Primo Levi, Shemà, 1947


Primo Levi scrisse questi versi e li pose in esergo al suo primo libro, Se questo è un uomo. Li intitolò Shemà – una parola ebraica che vuol dire «Ascolta» e che dà il nome a una preghiera rituale che si compie ogni mattina e ogni sera. Dunque l’imperativo che è il nerbo della poesia – bisogna ricordare ciò che è stato, l’Olocausto, e bisogna tramandarne la memoria alle generazioni future e a chi non l’ha vissuto – è associato all’idea di una ritualità: bisogna ricordare e tramandare, dice Primo Levi, e bisogna farlo ogni giorno e in ogni momento.
La vittima che maledice
La prima parola della poesia è «Voi»: Levi guarda in faccia i suoi interlocutori – i lettori –, li invoca.

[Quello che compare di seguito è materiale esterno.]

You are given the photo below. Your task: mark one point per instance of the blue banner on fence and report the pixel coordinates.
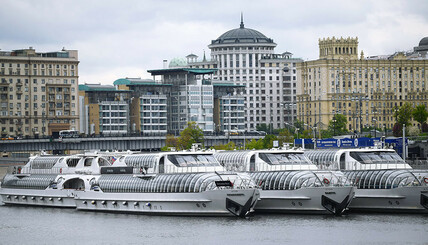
(396, 144)
(347, 143)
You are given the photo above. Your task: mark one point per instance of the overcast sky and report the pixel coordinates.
(118, 39)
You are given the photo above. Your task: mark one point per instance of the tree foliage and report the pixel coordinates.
(420, 114)
(191, 134)
(255, 144)
(285, 136)
(337, 125)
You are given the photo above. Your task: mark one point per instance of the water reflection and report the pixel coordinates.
(29, 225)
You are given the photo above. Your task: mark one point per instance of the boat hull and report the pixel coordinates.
(313, 200)
(411, 199)
(207, 203)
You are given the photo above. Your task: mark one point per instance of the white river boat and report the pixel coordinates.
(383, 180)
(51, 180)
(290, 183)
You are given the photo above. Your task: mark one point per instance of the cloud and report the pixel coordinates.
(127, 38)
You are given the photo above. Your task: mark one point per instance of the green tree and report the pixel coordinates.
(268, 141)
(255, 144)
(420, 114)
(191, 134)
(337, 125)
(171, 141)
(403, 115)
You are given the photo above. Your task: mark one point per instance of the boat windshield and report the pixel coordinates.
(378, 157)
(193, 160)
(285, 158)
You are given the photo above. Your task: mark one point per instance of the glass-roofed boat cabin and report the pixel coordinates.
(172, 162)
(264, 160)
(357, 159)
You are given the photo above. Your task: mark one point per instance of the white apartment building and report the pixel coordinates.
(246, 57)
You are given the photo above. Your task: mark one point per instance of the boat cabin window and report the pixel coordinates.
(284, 158)
(193, 160)
(343, 161)
(72, 162)
(377, 157)
(253, 163)
(88, 161)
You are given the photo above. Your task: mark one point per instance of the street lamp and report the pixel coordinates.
(374, 125)
(360, 98)
(314, 132)
(334, 125)
(297, 129)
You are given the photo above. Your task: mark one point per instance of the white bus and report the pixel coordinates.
(68, 134)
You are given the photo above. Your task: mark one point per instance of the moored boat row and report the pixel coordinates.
(217, 184)
(384, 181)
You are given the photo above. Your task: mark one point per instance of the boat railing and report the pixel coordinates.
(393, 164)
(283, 167)
(28, 170)
(173, 169)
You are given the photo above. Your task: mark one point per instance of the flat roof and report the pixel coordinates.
(99, 88)
(175, 70)
(138, 82)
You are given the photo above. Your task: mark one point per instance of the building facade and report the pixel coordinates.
(148, 102)
(39, 92)
(104, 110)
(367, 90)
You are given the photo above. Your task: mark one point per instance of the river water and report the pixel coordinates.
(34, 225)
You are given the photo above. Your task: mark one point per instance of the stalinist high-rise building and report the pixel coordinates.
(367, 90)
(38, 92)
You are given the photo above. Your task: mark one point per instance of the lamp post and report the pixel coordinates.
(334, 125)
(314, 132)
(359, 98)
(374, 125)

È l’apostrofe la figura retorica principe di questi versi: lo scrittore si rivolge direttamente ai destinatari della poesia, li chiama in causa. Tutta la poetica di Levi è, in qualche modo, racchiusa in questa invocazione iniziale: la poesia, infatti, suona a tratti come un’invettiva e una maledizione lanciata contro chi rimarrà indifferente all’imperativo della memoria. Non capita di frequente che una vittima, un sopravvissuto, si rivolga in questo modo ai suoi interlocutori: puntando loro il dito contro. Ma questo è Primo Levi: un uomo che la storia ha costretto a portare un peso troppo grande, e che si è dato una missione: quella di impedire agli altri, a costo di maledirli, di far finta che l’orrore non sia mai esistito e che non si possa, un giorno, ripetere.